Posts tagged #Orphan Prevention

Now Hiring

As the world moves on from Haiti once again, our artisans and partners are still very much involved. I can't stress enough that what Haiti needs most (maybe not "most", but you get what I'm trying to say) is JOBS.

People have lost their lives and their livelihoods - Hurricane Matthew whipped out crops and livestock, homes and families. Every time I talk about Haiti at a show or the store the response is always similar - Haiti just can't catch a break.

It breaks my heart to see people who have been knocked down by society, by their country and president, by the system and by continued natural disasters. Poverty and a broken system don't make life easy for Haitians. But there are some committed to making life better, to change the system and do their part to make the world around them a little better.

We can all do our part. You can play a role in changing the life of some one in Haiti by making a purchase from us. Our partners are committed to orphan prevention, to education, to the whole family. They offer literacy classes, help to rebuild homes, offer health insurance and so much more. So buy from us, buy from our partners, buy from others who are involved and selling products from Haiti and other countries around the world that are hurting and broken. The more you buy, the more people are employed; Haiti-now hiring.

Be the change you wish to see in the world.
— Ghandi

Encouraged by Opportunity

This is my friend Miquette. Raised in the mountains of Haiti she saw her mother and father give up her youngest sister and a cousin to an orphanage. She stood on the side lines as they left their country for America, never knowing if she would ever see them again. Most orphans in Haiti are orphans of poverty, meaning their parents are alive, but unable to take care of them, unable to meet their basic needs of food, shelter and water. Mothers and fathers and children are dying every day in third world countries from starvation-every day. Their best option was an orphanage.

Miquette did see her sister and cousin again. The family who adopted them kept a promise to Miquette if she was able to keep her promise to her country-to return to Haiti with an education and give the same opportunity to children in her home country of Haiti. She was brought to Minnesota by the family, with hardly any English, and placed in a school in Detroit Lakes, MN. She went on to learn English, graduate High School, go to college and get her nursing degree. She is one of the strongest, hardest working, grittiest people I know. She is beautiful, inside and out.

She lives in Haiti with her husband and their two adorable boys.

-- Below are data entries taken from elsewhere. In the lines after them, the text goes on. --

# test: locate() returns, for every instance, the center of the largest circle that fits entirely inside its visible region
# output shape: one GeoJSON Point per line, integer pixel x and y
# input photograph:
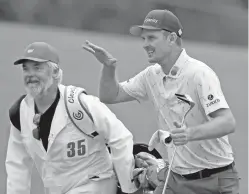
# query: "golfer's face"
{"type": "Point", "coordinates": [155, 44]}
{"type": "Point", "coordinates": [36, 76]}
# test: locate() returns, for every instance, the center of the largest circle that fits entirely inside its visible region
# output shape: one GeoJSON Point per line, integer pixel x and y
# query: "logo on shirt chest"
{"type": "Point", "coordinates": [213, 102]}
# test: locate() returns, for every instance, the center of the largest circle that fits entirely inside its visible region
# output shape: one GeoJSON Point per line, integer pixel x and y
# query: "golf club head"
{"type": "Point", "coordinates": [186, 98]}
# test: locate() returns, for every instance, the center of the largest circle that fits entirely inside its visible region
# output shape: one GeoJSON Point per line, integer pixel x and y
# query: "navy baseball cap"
{"type": "Point", "coordinates": [39, 52]}
{"type": "Point", "coordinates": [159, 20]}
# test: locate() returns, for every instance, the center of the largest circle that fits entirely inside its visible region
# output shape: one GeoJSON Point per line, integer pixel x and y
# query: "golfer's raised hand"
{"type": "Point", "coordinates": [101, 54]}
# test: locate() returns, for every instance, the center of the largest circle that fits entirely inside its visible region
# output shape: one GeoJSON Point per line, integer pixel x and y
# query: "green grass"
{"type": "Point", "coordinates": [80, 68]}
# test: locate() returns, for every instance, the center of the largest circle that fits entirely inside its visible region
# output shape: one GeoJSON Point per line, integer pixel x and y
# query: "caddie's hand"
{"type": "Point", "coordinates": [101, 54]}
{"type": "Point", "coordinates": [158, 137]}
{"type": "Point", "coordinates": [180, 135]}
{"type": "Point", "coordinates": [144, 159]}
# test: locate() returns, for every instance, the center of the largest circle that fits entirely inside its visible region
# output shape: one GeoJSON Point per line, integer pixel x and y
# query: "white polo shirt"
{"type": "Point", "coordinates": [192, 77]}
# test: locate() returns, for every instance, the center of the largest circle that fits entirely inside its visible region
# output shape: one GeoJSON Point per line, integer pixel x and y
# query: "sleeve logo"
{"type": "Point", "coordinates": [210, 97]}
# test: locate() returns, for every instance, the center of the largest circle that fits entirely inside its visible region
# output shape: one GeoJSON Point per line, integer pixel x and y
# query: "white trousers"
{"type": "Point", "coordinates": [105, 186]}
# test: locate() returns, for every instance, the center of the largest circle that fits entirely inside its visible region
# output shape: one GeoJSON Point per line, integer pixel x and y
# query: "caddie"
{"type": "Point", "coordinates": [63, 132]}
{"type": "Point", "coordinates": [204, 161]}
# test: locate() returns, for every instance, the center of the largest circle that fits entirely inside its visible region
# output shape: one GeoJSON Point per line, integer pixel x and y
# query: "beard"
{"type": "Point", "coordinates": [38, 88]}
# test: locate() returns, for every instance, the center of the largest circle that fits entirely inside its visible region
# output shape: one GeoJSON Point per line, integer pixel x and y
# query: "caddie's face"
{"type": "Point", "coordinates": [37, 77]}
{"type": "Point", "coordinates": [156, 45]}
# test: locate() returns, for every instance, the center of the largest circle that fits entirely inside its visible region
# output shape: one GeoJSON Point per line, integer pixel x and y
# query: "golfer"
{"type": "Point", "coordinates": [204, 161]}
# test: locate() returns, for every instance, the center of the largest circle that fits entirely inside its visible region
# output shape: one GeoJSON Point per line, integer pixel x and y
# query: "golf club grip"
{"type": "Point", "coordinates": [168, 174]}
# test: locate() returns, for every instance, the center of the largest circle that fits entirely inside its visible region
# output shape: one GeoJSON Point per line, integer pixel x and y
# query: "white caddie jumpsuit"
{"type": "Point", "coordinates": [74, 162]}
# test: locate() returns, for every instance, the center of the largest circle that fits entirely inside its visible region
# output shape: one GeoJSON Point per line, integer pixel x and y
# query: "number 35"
{"type": "Point", "coordinates": [76, 148]}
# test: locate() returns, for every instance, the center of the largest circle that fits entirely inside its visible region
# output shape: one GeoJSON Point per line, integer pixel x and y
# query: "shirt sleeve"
{"type": "Point", "coordinates": [209, 91]}
{"type": "Point", "coordinates": [18, 165]}
{"type": "Point", "coordinates": [119, 139]}
{"type": "Point", "coordinates": [136, 86]}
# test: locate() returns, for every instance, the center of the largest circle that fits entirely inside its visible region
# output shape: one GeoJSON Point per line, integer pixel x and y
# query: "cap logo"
{"type": "Point", "coordinates": [30, 50]}
{"type": "Point", "coordinates": [150, 20]}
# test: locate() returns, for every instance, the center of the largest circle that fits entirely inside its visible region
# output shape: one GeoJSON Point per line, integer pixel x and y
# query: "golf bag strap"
{"type": "Point", "coordinates": [77, 111]}
{"type": "Point", "coordinates": [14, 113]}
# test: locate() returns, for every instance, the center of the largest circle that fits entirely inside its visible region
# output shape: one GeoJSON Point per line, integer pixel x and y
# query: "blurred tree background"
{"type": "Point", "coordinates": [216, 21]}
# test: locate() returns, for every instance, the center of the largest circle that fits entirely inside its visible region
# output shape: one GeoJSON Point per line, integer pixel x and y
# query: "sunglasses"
{"type": "Point", "coordinates": [36, 131]}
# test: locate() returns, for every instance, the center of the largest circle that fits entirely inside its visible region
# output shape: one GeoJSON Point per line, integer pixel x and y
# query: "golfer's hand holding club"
{"type": "Point", "coordinates": [101, 54]}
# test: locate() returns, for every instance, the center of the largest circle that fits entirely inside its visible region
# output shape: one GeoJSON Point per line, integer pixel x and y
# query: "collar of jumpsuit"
{"type": "Point", "coordinates": [177, 68]}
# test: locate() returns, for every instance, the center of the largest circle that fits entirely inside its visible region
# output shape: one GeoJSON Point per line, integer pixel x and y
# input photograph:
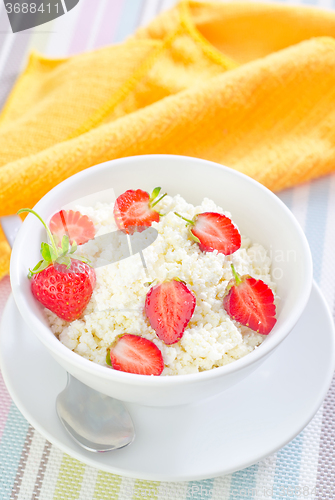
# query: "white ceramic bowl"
{"type": "Point", "coordinates": [258, 213]}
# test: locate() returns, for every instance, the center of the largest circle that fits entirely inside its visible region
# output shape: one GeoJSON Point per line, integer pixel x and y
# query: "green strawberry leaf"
{"type": "Point", "coordinates": [46, 251]}
{"type": "Point", "coordinates": [155, 193]}
{"type": "Point", "coordinates": [64, 260]}
{"type": "Point", "coordinates": [40, 266]}
{"type": "Point", "coordinates": [73, 247]}
{"type": "Point", "coordinates": [65, 244]}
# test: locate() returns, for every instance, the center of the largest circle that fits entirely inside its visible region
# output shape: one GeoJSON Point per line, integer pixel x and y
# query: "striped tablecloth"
{"type": "Point", "coordinates": [30, 467]}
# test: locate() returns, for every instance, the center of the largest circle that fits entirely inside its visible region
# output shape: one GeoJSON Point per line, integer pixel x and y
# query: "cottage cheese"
{"type": "Point", "coordinates": [211, 338]}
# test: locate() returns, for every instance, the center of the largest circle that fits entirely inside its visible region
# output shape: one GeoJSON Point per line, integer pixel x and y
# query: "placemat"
{"type": "Point", "coordinates": [30, 467]}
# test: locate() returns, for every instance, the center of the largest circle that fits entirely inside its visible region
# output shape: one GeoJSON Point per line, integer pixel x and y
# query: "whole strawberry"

She runs a 501c3 called TeacHaiti, a school in PaP with a second being built in her home town of St. Michele - where students are given a good education, they are given a chance. Miquette is paying her opportunity and blessings forward, she is keeping her promise.

Miquette became a good friend of mine while I work at Quisqueya Christian School in Haiti, she worked there part time as a nurse and biology teacher. When I left Haiti and began Cedar and Cypress Designs she came on as a partner. As she is still living in Haiti, she works closely with metal workers and artisans and is a supporting partner of our work and products in addition to her role at TeacHaiti. She provides education and jobs and encouragement. I am humbled by her life and her example.

Last week I got to hear her speak here in Minnesota. She brought with her one of her "success stories", Valentine. When Miquette returned to Haiti, she was given money for ten scholarships from her board. There was no school yet, she had no children of her own, she had just graduated and had a dream of helping change the lives of children and families in Haiti through education.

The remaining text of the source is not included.